My heart lies in writing about men’s health. I am a daughter, wife, sister, and mother. I write for patients, and consider my mission to be that of a patient advocate. I don’t write to please doctors or suck up to other science writers. Instead, I write for the typical person who goes to the doctor. For people like my parents, who have both had cancer and heart problems. Maybe, for people like you. Maybe you glaze over when a doctor is explaining something and you need to have something repeated or explained better. Maybe you’re so ticked off by all the paperwork and insurance that you didn’t pay attention to what was being said in the examining room. Maybe there’s stuff out there that you need to know, and you haven’t heard it yet. Whatever the case, you need information you can trust, told in an easy-to-understand way. I started this blog because it gives me a chance to interpret what I’ve been writing about, to talk about it with the people who could benefit from it the most.
Why Vital Jake?
It is not easy to come up with a domain name these days. I tried so many different combinations of names and phrases, and they were all taken. So I had to get creative.

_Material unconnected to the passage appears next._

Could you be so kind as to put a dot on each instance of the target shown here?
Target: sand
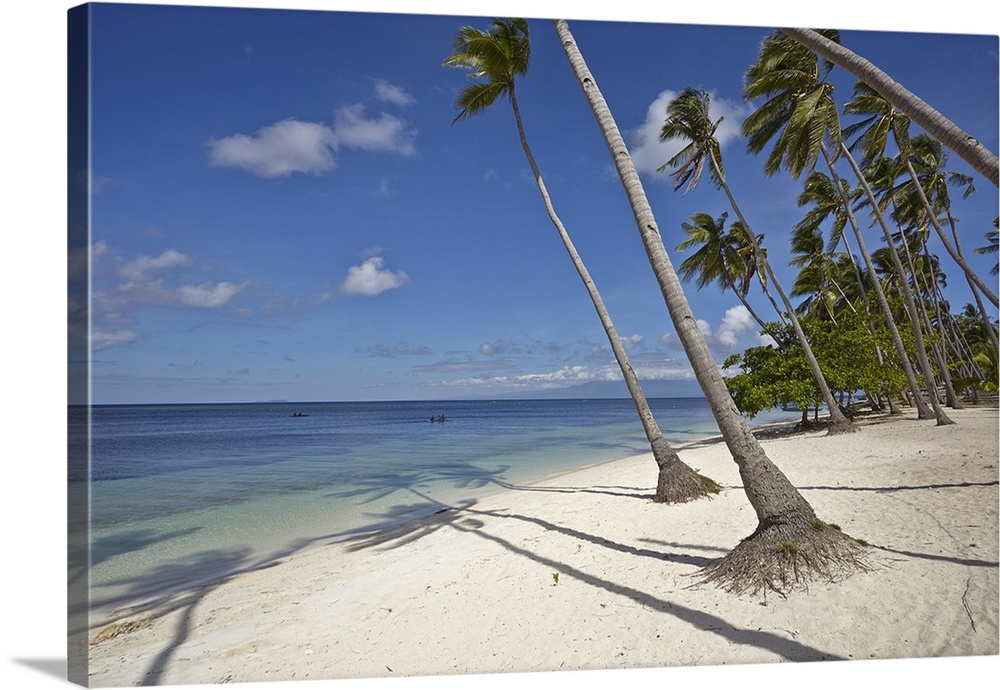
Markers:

Vital – well, that’s easy; if you are vital you are full of life, and vigor, and energy, and health. Jake – that’s easy, too. Jake was the greatest dog ever. My husband, Mark, and I adopted him from the mean streets of East Baltimore, when I worked as the editor of Hopkins Medical News magazine and Mark did his internship and residency in internal medicine and fellowships in gastroenterology and molecular biology at Johns Hopkins Hospital. Jake was probably around three years old when we got him – a big, tough-looking mix of Black Lab and German Shepherd, with the proverbial heart of gold. We don’t know how old Jake was when he died, but he was at least 16. All his life, although Jake was as noble and gentle as you could imagine with us and our kids, and with patients at the nursing home where we went as volunteers for Pets on Wheels, he never took any guff from any dog, no matter what size. Even at the end of his life, when he had terrible arthritis in his back legs, he didn’t let that stop him. On the strength of his powerful front legs, he would charge across the field to the neighbor’s fenced-in yard, where there were four dogs, all bigger than he was, including a giant Great Pyrenees. Then, every day, he would poop through the fence! We were so proud of him. The neighbor was so proud of him, too. So, this is what I hope for you: vitality and strength. A sense of humor never hurts, either. Speaking of humor, I have another blog: janetfarrarworthington.com. That one is different; mainly just funny observations about life.